Carichi (anche in kg) e non troppo preparati, partiamo da Milano Malpensa il 21 agosto alle 19:45. Dopo due scali, uno ad Istanbul e l’altro a Jakarta, arriviamo a Sorong (Papua) il 23 agosto alle 6:00, fusi compresi. Fortunatamente siamo riusciti a sdraiarci e dormire durante le undici ore che collegano la Turchia all’Indonesia, ma siamo comunque stravolti. Qui sotto una panoramica del gate 5 del terminal C del Soekarto-Hatta, l’aeroporto di Jakarta. Il soffitto, estremamente interessante, mi ha dato da fare durante l’attesa del volo (n ritardo) per Papua.
Arrivati a Sorong, dal mini aeroporto dobbiamo raggiungere il porto, cosa che in qualsiasi altra città richiederebbe un taxi e un viaggio più o meno lungo. A Sorong no, i due distano un paio di chilometri e sono vicini al centro. Andiamo dunque a piedi, così da immergerci nella quotidianità papuana. Ovviamente ci guardano e salutano tutti; squilli di clacson, “Hey mister!”, “taksi” che ci affiancano per offrirci un passaggio etc. La quantità di gente e motori per le strade è elevatissima anche se sono le 6:30 del mattino. Gli indonesiani si svegliano molto presto come in tutto il sudest asiatico. L’alba è alle 5:45 e il tramonto alle 18:15 massimo, così pressapoco tutto l’anno. Dunque meglio godersi più luce possibile. Camminando per Sorong ci accorgiamo immediatamente quanto sia pericolosa a livello di infrastrutture; i marciapiedi sono alti 70 centimetri e spesso si interrompono di netto, riprendendo qualche metro dopo, tra un crepaccio e l’altro, costringendoci a scendere e salire di continuo, per la gioia di quadricipiti e polpacci. Le strade e le case sono circondate da buche e canali (le fogne), nei quali scorrono, insieme all’acqua, quintali di plastica e spazzatura. L’unico fiume presente è usato per portare questa spazzatura al mare. Come nel resto dell’Indonesia che ho visitato (ma qui ancora peggio), non vi è un vero piano per lo smaltimento dei rifiuti, dunque tutto è gettato o bruciato in strada, o peggio lanciato in acqua. Diventa persino complicato decidere dove gettare la propria di spazzatura, tant’è che ci tocca tenerla in custodia fino a che non ci apparirà un raro esemplare di cestino dell’immondizia. Dunque c’è da chiudere un occhio e dimenticarsi di questa enorme differenza con il mondo occidentale, per godersi il resto e il bello (perché di bello ce n’è!) del viaggio.
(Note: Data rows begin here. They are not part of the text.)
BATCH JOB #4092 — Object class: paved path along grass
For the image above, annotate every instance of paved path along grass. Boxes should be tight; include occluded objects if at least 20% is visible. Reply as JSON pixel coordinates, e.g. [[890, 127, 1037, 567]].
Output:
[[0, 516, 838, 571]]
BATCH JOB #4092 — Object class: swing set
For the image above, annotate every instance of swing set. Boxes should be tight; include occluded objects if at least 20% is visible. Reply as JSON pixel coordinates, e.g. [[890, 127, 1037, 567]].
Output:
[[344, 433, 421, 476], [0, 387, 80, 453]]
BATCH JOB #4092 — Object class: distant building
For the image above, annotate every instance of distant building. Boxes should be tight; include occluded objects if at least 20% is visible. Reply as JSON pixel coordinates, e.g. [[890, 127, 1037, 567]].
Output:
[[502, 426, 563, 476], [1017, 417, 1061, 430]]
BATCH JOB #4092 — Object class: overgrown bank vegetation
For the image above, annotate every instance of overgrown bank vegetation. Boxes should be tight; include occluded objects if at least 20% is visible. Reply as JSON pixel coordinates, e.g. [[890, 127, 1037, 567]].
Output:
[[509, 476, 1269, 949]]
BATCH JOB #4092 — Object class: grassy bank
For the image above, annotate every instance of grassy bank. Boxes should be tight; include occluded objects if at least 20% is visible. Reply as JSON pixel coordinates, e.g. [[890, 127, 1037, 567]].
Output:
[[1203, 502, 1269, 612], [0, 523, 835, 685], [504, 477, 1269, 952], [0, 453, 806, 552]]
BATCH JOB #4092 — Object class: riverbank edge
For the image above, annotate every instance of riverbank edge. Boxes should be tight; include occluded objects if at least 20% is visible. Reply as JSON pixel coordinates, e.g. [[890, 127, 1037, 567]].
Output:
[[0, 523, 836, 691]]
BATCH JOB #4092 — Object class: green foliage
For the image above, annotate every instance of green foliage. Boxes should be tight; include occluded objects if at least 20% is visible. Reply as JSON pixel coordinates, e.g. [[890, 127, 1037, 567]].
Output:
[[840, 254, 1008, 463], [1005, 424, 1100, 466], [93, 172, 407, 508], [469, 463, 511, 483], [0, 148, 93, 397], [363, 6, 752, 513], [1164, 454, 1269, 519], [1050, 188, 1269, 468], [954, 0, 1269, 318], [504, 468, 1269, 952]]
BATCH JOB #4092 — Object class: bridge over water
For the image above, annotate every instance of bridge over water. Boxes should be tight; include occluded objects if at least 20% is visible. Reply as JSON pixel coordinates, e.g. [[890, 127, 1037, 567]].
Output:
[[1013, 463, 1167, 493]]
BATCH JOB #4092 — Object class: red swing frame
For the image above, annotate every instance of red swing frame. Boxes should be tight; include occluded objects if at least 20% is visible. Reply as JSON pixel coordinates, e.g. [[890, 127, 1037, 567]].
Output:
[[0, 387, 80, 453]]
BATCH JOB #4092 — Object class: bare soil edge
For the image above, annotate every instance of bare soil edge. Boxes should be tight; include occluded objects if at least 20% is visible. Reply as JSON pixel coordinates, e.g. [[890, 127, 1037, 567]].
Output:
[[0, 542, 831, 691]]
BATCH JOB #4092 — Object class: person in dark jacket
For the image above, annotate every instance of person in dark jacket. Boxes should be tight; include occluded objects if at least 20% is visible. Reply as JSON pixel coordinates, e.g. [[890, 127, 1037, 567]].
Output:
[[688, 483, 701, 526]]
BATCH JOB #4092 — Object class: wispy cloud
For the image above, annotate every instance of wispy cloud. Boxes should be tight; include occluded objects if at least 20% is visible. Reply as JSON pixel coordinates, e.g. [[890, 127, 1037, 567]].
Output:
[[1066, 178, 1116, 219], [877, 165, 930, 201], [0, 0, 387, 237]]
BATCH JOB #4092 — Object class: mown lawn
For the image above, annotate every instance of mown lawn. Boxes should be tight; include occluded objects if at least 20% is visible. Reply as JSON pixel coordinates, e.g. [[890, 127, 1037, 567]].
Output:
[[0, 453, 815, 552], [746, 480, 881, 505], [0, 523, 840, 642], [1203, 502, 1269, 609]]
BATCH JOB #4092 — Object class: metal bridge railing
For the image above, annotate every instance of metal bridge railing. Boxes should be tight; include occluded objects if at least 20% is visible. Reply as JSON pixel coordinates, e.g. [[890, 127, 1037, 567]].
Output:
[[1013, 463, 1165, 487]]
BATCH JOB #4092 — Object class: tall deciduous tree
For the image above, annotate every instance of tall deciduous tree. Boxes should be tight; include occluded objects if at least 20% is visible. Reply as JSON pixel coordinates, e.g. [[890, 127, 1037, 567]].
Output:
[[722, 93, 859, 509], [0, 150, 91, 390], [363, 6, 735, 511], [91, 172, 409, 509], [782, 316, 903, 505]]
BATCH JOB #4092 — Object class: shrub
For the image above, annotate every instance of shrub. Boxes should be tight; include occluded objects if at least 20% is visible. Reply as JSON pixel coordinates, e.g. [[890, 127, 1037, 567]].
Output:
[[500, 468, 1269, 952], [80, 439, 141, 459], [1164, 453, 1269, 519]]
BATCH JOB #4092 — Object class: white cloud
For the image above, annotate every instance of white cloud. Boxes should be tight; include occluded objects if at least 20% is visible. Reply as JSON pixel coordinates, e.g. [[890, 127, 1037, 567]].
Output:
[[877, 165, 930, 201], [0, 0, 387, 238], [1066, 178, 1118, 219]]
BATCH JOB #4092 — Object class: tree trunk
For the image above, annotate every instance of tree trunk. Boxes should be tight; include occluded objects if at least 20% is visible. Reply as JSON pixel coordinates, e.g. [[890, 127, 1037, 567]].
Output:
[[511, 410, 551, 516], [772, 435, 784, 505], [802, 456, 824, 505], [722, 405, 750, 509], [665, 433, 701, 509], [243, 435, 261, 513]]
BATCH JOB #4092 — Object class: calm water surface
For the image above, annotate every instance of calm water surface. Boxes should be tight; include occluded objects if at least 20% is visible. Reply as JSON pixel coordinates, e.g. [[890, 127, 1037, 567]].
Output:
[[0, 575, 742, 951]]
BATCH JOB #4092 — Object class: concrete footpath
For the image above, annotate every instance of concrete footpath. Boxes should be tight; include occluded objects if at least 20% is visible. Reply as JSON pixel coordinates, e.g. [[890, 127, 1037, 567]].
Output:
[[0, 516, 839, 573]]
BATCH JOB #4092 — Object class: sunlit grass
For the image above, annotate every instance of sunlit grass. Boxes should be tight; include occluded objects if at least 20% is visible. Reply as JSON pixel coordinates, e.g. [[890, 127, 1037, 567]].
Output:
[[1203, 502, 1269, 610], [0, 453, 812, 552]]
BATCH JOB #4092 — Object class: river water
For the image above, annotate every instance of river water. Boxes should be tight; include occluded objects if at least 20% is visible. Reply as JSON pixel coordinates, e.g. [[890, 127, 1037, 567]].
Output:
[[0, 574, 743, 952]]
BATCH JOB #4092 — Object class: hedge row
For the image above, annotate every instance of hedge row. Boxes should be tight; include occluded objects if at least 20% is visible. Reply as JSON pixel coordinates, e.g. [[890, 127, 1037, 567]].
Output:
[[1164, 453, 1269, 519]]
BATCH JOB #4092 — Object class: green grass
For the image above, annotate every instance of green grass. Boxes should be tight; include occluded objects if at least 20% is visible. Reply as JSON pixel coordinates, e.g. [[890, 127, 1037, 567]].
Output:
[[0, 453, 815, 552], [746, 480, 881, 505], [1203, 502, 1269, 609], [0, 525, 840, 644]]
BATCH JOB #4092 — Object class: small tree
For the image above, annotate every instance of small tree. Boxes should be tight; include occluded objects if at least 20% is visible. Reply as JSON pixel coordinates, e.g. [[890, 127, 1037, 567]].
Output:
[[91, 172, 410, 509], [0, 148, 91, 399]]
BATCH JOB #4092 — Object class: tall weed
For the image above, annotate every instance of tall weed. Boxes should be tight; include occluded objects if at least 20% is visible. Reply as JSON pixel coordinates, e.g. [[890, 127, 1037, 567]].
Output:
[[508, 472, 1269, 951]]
A tal proposito possiamo dire che Sorong è pure una città vivace e divertente! Uno scatto che lo dimostra:
Dopo circa un’ora arriviamo nei pressi del porto, ma non riusciamo ad accedervi; vediamo il molo, le imbarcazioni, ma non la strada che porta ad esso. Il traghetto per le Raja Ampat parte alle 9:00 e il tempo comincia a stringere. Nel frattempo finisco con la gamba destra in uno dei canali prima citati, procurandomi un buco allo stinco. Sanguinante cerco ombra allo scopo di medicarmi e la trovo di fronte ad un ufficio, i cui impiegati assistono sorpresi alla mia veloce applicazione di acqua ossigenata e cerotto, che lascia loro il ricordo di una pozza di sangue e schiuma proprio davanti all’ingresso. Proseguiamo chiedendo aiuto ad alcuni abitanti circa l’ingresso del porto; loro, invece di indicarci la strada pubblica più veloce, fanno di meglio, ci permettono di “tagliare” passando dai i loro cortili o da quelli dei vicini, ovviamente senza avvisarli… “Andate andate”, fanno cenno. Noi andiamo e, in effetti, dopo aver scavalcato diverse recinzioni tramite scale e scalette più o meno improvvisate, aver calpestato orti e aver incontrato una famiglia di maiali intenta a cibarsi in mezzo ad un cespuglio, arriviamo di fronte all’ingresso principale del porto. Anche qui la gente si dà un gran da fare…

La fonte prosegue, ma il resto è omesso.